Authors: Luigia Cinque, Lucia Micale, Elena Manara, Andrea Esposito, Orazio Palumbo, Andrea Maria Chiariello, Simona Bianco, Giulia Guerri, Matteo Bertelli, Maria Grazia Giuffrida, Laura Bernardini, Angelantonio Notarangelo, Mario Nicodemi & Marco Castori


  • Division of Medical Genetics, Fondazione IRCCS-Casa Sollievo della Sofferenza, Viale Cappuccini 1, 71013, San Giovanni Rotondo, Foggia, Italy
  • MAGI Euregio, San Felice del Benaco, Brescia, Italy
  • Dipartimento di Fisica, Università degli Studi di Napoli Federico II, and INFN Napoli, Complesso Universitario di Monte Sant’Angelo, Naples, Italy
  • Berlin Institute for Medical Systems Biology, Max-Delbrück Centre (MDC) for Molecular Medicine, Berlin, Germany
  • EBTNA-LAB, San Felice del Benaco, Brescia, Italy

Publication: Human Genetics

Date: November 2021

Full paper:


Cooks syndrome (CS) is an ultrarare limb malformation due to in tandem microduplications involving KCNJ2 and extending to the 5′ regulatory element of SOX9. To date, six CS families were resolved at the molecular level.
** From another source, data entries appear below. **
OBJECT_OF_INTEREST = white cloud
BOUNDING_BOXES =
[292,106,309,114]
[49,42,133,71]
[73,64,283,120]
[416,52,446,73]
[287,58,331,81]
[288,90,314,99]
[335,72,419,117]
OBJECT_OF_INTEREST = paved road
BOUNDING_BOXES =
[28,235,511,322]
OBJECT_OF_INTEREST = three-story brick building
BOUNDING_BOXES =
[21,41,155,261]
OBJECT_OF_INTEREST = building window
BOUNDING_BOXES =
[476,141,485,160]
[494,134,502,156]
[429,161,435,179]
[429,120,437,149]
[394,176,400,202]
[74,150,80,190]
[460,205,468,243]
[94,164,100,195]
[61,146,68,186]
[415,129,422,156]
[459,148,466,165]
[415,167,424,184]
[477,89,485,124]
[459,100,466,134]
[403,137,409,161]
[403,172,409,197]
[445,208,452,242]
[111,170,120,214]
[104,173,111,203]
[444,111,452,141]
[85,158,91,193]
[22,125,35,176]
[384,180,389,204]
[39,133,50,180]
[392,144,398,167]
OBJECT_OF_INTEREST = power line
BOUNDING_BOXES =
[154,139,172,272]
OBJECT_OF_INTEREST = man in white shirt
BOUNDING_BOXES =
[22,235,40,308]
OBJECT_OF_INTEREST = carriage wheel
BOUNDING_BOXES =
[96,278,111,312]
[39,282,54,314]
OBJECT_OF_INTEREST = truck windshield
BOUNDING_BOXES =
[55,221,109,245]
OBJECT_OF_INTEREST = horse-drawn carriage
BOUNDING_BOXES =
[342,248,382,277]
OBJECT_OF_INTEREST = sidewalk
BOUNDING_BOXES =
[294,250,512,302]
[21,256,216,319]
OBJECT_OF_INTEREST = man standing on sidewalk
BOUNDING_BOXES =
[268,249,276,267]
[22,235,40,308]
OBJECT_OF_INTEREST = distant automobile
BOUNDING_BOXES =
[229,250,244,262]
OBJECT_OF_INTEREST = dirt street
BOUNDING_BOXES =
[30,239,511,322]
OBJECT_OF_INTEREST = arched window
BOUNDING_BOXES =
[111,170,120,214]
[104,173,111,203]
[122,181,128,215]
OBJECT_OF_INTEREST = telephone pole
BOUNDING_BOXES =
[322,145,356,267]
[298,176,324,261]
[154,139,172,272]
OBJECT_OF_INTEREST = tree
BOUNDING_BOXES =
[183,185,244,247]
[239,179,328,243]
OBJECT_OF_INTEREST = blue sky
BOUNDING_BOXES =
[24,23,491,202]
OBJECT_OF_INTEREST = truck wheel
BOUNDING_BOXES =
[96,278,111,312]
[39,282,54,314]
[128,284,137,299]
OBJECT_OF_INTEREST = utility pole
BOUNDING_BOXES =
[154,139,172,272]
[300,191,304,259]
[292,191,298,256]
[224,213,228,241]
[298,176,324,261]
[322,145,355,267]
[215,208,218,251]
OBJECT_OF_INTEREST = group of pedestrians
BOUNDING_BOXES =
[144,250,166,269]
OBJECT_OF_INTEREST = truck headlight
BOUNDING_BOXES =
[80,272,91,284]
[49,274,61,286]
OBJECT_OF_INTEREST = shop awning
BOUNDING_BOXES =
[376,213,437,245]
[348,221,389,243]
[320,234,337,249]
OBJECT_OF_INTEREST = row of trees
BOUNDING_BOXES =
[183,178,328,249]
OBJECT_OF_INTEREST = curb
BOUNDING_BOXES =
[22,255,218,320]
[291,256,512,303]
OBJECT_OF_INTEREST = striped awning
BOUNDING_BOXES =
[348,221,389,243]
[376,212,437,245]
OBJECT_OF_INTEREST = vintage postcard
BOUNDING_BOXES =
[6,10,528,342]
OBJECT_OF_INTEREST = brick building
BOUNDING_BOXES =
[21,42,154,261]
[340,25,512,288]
Subsequent studies explored the evolutionary and pathological complexities of the SOX9-KCNJ2/Sox9-Kcnj2 locus, and suggested a key role for the formation of novel topologically associating domain (TAD) by inter-TAD duplications in causing CS. Here, we report a unique case of CS associated with a de novo 1;17 translocation affecting the KCNJ2 locus. On chromosome 17, the breakpoint mapped between KCNJ16 and KCNJ2, and combined with a ~ 5 kb deletion in the 5′ of KCNJ2. Based on available capture Hi-C data, the breakpoint on chromosome 17 separated KCNJ2 from a putative enhancer. Gene expression analysis demonstrated downregulation of KCNJ2 in both patient’s blood cells and cultured skin fibroblasts. Our findings suggest that a complex rearrangement falling in the 5′ of KCNJ2 may mimic the developmental consequences of in tandem duplications affecting the SOX9-KCNJ2/Sox9-Kcnj2 locus. This finding adds weight to the notion of an intricate role of gene regulatory regions and, presumably, the related three-dimensional chromatin structure in normal and abnormal human morphology.